Ao abordar diretamente a ameaça tarifária dos EUA, von der Leyen reiterou o compromisso da Europa com a segurança no Ártico e o seu alinhamento estratégico com Washington.
Advertiu, porém, que a segurança ártica "só pode ser alcançada em conjunto" e qualificou como um erro a escalada tarifária entre aliados de longa data.
"Na política, como nos negócios, um acordo é um acordo. Quando amigos apertam a mão, isso tem de significar algo", disse, referindo-se ao acordo comercial transatlântico alcançado no final de julho do ano passado.

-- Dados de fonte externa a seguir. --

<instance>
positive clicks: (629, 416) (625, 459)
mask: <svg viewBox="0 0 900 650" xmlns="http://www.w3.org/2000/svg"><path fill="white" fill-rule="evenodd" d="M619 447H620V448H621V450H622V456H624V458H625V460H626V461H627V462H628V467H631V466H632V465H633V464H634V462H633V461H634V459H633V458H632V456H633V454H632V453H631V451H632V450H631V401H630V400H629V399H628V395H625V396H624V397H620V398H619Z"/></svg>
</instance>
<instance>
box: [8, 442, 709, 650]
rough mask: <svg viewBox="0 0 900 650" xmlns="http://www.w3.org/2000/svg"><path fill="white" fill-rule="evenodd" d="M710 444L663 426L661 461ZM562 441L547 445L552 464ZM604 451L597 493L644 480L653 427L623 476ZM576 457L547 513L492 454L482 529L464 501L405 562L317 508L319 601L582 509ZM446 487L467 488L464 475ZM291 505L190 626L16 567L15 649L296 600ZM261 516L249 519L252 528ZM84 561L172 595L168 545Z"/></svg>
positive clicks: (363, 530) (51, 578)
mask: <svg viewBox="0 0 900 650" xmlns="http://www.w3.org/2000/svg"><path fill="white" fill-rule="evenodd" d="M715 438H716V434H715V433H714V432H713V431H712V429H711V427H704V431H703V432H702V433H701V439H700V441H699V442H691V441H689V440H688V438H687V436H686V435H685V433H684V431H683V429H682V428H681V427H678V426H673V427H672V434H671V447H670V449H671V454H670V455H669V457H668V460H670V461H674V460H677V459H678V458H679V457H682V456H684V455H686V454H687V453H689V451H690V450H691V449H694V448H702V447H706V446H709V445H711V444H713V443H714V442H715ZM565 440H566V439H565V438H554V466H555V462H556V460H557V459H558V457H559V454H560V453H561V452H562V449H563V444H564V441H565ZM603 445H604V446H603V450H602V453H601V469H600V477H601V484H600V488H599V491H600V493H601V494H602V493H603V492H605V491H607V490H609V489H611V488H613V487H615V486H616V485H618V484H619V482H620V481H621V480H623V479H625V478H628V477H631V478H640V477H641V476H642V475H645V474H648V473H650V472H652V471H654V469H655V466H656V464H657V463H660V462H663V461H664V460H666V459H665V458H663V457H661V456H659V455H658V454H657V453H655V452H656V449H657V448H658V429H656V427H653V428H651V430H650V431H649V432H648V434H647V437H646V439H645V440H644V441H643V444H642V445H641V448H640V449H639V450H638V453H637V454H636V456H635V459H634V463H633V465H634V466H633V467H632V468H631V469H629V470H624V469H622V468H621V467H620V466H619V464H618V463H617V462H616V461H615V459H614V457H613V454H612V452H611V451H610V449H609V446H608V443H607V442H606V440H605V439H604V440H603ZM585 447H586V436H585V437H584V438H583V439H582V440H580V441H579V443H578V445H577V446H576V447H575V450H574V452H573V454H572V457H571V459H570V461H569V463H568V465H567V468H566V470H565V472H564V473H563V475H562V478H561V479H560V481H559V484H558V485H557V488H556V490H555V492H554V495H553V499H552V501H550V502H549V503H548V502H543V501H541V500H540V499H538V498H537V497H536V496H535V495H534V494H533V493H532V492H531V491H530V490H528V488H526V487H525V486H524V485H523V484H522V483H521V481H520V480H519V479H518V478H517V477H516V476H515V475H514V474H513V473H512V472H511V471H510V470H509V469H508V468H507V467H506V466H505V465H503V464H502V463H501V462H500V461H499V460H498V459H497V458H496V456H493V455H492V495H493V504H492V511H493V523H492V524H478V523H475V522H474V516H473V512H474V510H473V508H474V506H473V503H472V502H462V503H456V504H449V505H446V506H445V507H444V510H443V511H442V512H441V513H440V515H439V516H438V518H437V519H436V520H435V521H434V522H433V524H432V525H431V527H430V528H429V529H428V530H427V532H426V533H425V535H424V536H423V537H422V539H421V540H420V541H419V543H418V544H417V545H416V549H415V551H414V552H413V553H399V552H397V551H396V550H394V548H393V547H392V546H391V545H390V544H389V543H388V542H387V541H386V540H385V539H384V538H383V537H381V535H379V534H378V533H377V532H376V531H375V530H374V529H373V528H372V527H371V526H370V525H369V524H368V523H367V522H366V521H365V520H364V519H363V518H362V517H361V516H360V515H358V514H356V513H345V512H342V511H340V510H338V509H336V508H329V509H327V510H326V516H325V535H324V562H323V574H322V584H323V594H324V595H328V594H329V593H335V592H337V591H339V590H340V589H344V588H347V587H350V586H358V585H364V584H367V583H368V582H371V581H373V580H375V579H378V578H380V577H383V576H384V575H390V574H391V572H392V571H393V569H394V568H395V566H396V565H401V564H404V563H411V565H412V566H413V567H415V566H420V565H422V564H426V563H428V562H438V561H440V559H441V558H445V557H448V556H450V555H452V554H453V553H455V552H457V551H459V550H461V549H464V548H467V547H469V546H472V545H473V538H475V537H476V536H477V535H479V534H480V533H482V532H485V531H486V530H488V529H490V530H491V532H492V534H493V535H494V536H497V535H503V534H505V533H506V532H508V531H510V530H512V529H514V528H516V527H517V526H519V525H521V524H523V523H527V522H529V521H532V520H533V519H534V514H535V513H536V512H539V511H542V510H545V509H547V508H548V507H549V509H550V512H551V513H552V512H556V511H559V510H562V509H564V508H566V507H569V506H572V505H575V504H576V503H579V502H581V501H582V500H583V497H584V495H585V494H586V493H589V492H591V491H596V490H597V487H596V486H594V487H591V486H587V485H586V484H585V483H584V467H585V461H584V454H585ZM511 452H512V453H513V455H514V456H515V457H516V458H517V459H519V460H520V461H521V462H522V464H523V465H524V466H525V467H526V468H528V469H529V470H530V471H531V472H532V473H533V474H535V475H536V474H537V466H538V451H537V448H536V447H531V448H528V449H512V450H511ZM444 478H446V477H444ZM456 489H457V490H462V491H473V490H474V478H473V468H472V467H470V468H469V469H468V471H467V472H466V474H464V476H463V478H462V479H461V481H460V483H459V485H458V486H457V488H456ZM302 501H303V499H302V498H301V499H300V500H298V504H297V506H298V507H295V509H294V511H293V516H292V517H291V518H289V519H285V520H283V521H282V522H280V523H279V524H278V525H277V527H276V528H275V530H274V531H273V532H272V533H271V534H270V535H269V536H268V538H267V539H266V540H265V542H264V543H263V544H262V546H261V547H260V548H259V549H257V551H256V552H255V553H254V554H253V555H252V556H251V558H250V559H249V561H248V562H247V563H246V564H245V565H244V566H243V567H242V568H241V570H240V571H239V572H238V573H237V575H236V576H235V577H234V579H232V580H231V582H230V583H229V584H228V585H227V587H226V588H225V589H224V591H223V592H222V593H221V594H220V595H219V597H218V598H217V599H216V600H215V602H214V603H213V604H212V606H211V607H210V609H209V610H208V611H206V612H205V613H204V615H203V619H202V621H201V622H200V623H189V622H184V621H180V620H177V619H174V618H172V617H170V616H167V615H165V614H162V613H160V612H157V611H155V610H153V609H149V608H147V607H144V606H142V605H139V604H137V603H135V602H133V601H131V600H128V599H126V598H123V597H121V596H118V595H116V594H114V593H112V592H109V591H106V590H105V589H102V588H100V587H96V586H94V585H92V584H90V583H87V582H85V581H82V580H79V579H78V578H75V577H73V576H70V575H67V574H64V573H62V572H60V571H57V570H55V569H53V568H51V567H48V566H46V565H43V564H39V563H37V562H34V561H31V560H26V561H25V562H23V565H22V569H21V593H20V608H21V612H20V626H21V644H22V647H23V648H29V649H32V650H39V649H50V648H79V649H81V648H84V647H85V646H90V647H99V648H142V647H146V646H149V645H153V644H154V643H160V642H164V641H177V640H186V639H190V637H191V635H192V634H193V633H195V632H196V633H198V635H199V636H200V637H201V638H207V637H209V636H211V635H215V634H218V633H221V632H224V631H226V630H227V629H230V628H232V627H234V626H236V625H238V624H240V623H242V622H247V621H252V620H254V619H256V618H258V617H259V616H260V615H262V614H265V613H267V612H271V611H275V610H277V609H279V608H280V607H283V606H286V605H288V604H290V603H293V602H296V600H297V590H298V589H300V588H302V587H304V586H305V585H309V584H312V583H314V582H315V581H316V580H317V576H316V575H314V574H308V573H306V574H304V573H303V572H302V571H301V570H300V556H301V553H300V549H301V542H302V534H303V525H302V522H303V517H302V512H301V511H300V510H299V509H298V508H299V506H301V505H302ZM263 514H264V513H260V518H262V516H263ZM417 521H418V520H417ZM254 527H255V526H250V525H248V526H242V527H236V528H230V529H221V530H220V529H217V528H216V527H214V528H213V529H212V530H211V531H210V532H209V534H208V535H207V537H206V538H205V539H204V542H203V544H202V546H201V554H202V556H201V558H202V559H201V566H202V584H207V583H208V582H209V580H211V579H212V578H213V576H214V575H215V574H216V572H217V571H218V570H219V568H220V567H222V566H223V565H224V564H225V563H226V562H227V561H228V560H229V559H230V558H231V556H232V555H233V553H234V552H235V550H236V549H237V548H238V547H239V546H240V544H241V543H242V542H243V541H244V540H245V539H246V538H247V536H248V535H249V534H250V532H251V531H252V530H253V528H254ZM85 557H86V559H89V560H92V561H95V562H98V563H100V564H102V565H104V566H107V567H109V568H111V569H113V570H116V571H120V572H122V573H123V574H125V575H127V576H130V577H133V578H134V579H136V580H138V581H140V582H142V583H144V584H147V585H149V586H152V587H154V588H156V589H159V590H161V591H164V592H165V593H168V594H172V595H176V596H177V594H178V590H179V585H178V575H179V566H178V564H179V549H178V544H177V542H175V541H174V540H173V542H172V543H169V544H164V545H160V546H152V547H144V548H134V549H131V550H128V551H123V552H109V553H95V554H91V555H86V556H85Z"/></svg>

Um ciclo de retaliação, alertou, só serviria os interesses de adversários que procuram explorar divisões ocidentais.
A presidente da Comissão definiu três princípios orientadores para a resposta da UE. Primeiro, afirmou "total solidariedade" com a Gronelândia e o Reino da Dinamarca, deixando claro que soberania e integridade territorial são "inegociáveis".
Em segundo lugar, anunciou planos para uma importante iniciativa europeia de investimento na Gronelândia, em colaboração com as autoridades dinamarquesas, para apoiar o desenvolvimento económico local e infraestruturas.
Em terceiro, comprometeu-se a reforçar a cooperação ártica com os EUA e outros parceiros, incluindo uma possível capacidade europeia de quebra-gelos, apoiada por maior despesa em defesa.
Mercados mantêm cautela
Apesar dos dados positivos, os índices acionistas europeus ampliaram perdas na terça-feira, refletindo a inquietação dos investidores face à deterioração das perspetivas comerciais.
O STOXX 50 pan-europeu caiu mais de 1%, somando-se à descida de 1,3% de segunda-feira. O mais amplo STOXX 600 recuou 1,3%. Principais índices, incluindo o DAX alemão, o CAC 40 francês e o FTSE MIB italiano, desceram 1,3%.
Empresas de referência como LVMH, Siemens e Novo Nordisk caíram cerca de 3%.